Rien n’est réel en nous. La bouche ment, les yeux mentent, les gestes mentent. Nos sourires et nos larmes, nos prières, nos remercîments, nos colères, tout est calculé. D’un bout à l’autre de notre existence, nous tenons une série de rôles, des centaines dont aucun n’est la représentation fidèle de notre être vrai. Nous sommes en scène sans discontinuer, devant un public qui nous admire ou nous critique. Et là nous prenons des attitudes, belles ou disgracieuses, toujours fausses.

Pourquoi ? Par besoin. C’est devenu un instinct, un vice inhérent à notre race civilisée. Nous nous exhibons sous tel jour que nous croyons favorable à notre intérêt, à notre bonheur, à nos jouissances. Nous cherchons à réaliser aux yeux d’autrui un idéal quelconque, et cet idéal change selon notre humeur actuelle, selon l’époque, la saison, l’heure, la température, selon une infinité de circonstances futiles.

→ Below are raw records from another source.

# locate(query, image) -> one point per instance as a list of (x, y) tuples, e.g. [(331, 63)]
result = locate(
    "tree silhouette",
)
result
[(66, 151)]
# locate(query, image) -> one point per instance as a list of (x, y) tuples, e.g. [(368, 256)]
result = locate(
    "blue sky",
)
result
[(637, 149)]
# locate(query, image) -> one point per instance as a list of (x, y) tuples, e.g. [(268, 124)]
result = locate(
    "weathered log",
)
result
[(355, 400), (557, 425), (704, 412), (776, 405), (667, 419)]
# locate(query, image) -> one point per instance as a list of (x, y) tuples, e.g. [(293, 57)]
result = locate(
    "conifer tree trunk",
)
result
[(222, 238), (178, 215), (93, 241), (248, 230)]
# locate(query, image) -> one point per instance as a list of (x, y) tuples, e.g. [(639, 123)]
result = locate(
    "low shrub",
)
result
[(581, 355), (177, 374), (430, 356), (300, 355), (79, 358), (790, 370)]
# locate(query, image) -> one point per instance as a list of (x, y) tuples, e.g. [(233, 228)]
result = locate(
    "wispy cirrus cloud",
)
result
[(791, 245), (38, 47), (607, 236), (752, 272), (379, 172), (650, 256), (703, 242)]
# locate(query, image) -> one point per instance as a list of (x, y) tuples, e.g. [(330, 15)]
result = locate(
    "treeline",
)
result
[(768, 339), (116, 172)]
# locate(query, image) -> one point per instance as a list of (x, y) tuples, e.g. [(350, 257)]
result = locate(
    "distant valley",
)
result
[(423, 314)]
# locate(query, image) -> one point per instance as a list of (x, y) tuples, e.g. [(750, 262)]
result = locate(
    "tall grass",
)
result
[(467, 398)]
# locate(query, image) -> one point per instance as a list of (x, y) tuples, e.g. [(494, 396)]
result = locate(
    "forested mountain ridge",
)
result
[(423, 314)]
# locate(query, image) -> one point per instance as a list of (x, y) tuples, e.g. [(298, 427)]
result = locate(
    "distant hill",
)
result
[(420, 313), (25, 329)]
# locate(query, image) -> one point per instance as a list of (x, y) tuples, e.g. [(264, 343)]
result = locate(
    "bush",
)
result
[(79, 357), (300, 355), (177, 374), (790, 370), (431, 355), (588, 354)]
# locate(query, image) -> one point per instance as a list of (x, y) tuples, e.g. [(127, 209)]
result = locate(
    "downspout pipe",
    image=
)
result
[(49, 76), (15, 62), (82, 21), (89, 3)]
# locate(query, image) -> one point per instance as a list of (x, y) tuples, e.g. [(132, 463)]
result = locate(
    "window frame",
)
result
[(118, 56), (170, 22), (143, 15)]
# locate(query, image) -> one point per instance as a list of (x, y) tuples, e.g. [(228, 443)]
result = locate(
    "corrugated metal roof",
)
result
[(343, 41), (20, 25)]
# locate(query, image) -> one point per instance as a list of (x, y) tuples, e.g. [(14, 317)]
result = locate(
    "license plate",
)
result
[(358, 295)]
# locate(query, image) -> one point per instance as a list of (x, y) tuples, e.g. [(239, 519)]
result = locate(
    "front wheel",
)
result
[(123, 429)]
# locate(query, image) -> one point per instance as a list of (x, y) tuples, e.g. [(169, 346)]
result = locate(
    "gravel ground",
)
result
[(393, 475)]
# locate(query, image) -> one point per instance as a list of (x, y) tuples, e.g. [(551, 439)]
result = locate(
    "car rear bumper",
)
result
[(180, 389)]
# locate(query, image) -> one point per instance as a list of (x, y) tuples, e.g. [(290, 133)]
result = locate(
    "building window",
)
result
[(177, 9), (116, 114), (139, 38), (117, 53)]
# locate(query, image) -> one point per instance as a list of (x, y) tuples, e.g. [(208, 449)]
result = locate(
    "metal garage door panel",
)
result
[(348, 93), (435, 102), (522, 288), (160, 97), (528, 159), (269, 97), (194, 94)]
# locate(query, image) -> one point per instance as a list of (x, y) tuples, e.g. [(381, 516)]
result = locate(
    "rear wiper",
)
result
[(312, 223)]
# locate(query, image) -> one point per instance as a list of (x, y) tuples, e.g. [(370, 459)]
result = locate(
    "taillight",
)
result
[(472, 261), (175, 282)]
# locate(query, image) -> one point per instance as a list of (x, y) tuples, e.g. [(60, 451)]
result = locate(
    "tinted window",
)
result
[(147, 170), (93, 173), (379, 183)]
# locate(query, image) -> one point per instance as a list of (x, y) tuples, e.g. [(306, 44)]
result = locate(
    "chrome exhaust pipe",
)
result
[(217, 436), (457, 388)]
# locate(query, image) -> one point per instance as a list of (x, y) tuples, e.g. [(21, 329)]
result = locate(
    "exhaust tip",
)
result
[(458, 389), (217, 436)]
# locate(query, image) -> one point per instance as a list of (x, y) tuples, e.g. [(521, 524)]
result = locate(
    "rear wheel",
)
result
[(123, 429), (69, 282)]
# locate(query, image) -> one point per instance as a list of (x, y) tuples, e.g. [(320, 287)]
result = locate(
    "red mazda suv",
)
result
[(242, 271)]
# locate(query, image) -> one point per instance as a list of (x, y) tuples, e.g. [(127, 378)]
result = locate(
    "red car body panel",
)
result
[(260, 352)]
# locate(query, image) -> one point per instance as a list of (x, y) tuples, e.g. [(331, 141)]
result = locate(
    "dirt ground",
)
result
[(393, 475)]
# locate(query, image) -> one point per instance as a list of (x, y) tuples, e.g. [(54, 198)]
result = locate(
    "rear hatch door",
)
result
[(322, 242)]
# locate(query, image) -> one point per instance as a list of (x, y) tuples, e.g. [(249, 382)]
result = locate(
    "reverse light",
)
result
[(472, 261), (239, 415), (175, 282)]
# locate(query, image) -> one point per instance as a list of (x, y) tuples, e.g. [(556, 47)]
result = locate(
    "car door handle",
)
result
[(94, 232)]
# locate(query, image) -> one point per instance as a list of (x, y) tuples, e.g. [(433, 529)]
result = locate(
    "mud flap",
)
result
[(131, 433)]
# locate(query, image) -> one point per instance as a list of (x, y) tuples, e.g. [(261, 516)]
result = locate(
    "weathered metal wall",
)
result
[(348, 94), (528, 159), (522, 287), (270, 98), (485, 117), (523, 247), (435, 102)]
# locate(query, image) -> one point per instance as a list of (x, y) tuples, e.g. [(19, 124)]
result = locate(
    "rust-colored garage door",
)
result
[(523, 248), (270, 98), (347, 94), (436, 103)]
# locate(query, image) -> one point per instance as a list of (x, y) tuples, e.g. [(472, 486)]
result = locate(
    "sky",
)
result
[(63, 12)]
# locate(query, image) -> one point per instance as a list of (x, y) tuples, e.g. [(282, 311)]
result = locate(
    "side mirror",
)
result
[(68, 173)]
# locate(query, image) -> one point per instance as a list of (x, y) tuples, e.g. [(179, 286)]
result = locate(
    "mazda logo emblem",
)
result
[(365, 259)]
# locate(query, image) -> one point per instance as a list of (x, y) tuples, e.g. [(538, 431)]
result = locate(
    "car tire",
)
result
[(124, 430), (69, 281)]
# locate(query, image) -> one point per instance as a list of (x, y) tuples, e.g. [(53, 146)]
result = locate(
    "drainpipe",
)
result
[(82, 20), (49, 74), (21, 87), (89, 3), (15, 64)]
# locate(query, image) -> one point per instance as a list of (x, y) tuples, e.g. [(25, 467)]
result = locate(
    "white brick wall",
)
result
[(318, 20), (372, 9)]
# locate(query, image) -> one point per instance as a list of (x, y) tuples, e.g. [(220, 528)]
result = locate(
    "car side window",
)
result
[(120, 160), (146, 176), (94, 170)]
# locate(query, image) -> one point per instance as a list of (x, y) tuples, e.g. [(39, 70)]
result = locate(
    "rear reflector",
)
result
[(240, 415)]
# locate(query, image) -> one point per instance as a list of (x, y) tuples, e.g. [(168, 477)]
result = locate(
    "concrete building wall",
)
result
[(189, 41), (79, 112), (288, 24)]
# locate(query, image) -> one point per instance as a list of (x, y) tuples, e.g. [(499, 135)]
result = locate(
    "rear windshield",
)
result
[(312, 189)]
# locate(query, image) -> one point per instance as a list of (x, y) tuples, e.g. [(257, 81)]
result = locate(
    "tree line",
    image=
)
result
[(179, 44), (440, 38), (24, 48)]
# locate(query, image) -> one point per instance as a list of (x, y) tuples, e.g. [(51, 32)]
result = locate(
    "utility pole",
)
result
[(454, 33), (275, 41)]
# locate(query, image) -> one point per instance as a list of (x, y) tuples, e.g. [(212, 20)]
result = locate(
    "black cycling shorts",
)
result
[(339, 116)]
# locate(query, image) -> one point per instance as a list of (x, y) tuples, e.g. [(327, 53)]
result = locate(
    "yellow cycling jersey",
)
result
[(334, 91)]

Et la comédie se poursuit jusque dans les coulisses. Même à nous, nous mentons. Que de fois je me surprends en flagrant délit d’hypocrisie envers moi-même ! Je cherche à m’illusionner, à me voiler mon infériorité sous ce rapport et à m’exagérer ma supériorité sous cet autre. Je me dis cela, et je sais, je sais de façon absolue, que cela je l’invente.

Notre conscience n’est pas dupe, elle, mais cet être intérieur, qui monologue en nous, ment, lui. Il prend la parole, pérore, combine des histoires, s’excuse, se pare, s’attife, cavalcade, fait le beau. Et nous arrivons à nous façonner, à nos propres yeux, en un être absolument différent de l’être exact que nous sommes, un être habillé de vertus et même de vices que nous ne possédons point, des vices que nous jugeons nécessaires, élégants, d’une perversité peu banale.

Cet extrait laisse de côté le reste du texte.